Exercise training normalizes renal blood flow responses to acute hypoxia in experimental heart failure: role of the α1-adrenergic receptor.

Autor: Pügge C; Department of Cellular and Integrative Physiology, University of Nebraska Medical Center, Omaha, Nebraska., Mediratta J; Department of Cellular and Integrative Physiology, University of Nebraska Medical Center, Omaha, Nebraska., Marcus NJ; Department of Cellular and Integrative Physiology, University of Nebraska Medical Center, Omaha, Nebraska., Schultz HD; Department of Cellular and Integrative Physiology, University of Nebraska Medical Center, Omaha, Nebraska., Schiller AM; Department of Cellular and Integrative Physiology, University of Nebraska Medical Center, Omaha, Nebraska., Zucker IH; Department of Cellular and Integrative Physiology, University of Nebraska Medical Center, Omaha, Nebraska izucker@unmc.edu.
Jazyk: angličtina
Zdroj: Journal of applied physiology (Bethesda, Md. : 1985) [J Appl Physiol (1985)] 2016 Feb 01; Vol. 120 (3), pp. 334-43. Date of Electronic Publication: 2015 Nov 25.

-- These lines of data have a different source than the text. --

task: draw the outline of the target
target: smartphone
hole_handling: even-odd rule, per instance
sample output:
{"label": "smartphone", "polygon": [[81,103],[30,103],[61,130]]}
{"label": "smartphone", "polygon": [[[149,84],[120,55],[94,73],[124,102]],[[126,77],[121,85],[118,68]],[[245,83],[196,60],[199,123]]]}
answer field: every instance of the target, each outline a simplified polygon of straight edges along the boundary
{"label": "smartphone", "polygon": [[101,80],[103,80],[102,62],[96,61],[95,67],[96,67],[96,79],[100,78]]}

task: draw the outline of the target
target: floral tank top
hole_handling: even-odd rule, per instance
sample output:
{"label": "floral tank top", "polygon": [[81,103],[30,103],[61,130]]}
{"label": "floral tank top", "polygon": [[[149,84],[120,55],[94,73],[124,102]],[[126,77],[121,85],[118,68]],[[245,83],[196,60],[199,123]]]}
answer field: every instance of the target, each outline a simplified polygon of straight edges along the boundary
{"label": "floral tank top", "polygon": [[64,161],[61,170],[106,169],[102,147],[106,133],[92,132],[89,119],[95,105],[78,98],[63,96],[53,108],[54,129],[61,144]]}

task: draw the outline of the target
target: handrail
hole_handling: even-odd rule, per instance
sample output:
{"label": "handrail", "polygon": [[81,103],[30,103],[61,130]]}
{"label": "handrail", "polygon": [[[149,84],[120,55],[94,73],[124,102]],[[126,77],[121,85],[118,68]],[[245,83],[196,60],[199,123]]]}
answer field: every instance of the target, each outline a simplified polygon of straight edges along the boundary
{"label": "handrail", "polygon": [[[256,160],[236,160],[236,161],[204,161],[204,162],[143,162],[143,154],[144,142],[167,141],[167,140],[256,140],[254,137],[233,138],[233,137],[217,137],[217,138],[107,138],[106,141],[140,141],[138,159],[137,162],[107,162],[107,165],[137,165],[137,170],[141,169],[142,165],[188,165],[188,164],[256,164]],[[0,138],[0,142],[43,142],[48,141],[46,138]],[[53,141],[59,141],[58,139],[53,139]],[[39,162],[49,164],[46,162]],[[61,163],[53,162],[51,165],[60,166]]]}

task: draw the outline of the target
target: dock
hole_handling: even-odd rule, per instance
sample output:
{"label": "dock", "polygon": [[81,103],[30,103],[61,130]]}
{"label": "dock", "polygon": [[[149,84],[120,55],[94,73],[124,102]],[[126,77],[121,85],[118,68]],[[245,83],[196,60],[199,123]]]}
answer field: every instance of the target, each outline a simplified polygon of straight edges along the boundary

DOI: 10.1152/japplphysiol.00320.2015
Abstrakt: Recent data suggest that exercise training (ExT) is beneficial in chronic heart failure (CHF) because it improves autonomic and peripheral vascular function. In this study, we hypothesized that ExT in the CHF state ameliorates the renal vasoconstrictor responses to hypoxia and that this beneficial effect is mediated by changes in α1-adrenergic receptor activation. CHF was induced in rabbits. Renal blood flow (RBF) and renal vascular conductance (RVC) responses to 6 min of 5% isocapnic hypoxia were assessed in the conscious state in sedentary (SED) and ExT rabbits with CHF with and without α1-adrenergic blockade. α1-adrenergic receptor expression in the kidney cortex was also evaluated. A significant decline in baseline RBF and RVC and an exaggerated renal vasoconstriction during acute hypoxia occurred in CHF-SED rabbits compared with the prepaced state (P < 0.05). ExT diminished the decline in baseline RBF and RVC and restored changes during hypoxia to those of the prepaced state. α1-adrenergic blockade partially prevented the decline in RBF and RVC in CHF-SED rabbits and eliminated the differences in hypoxia responses between SED and ExT animals. Unilateral renal denervation (DnX) blocked the hypoxia-induced renal vasoconstriction in CHF-SED rabbits. α1-adrenergic protein in the renal cortex of animals with CHF was increased in SED animals and normalized after ExT. These data provide evidence that the acute decline in RBF during hypoxia is caused entirely by the renal nerves but is only partially mediated by α1-adrenergic receptors. Nonetheless, α1-adrenergic receptors play an important role in the beneficial effects of ExT in the kidney.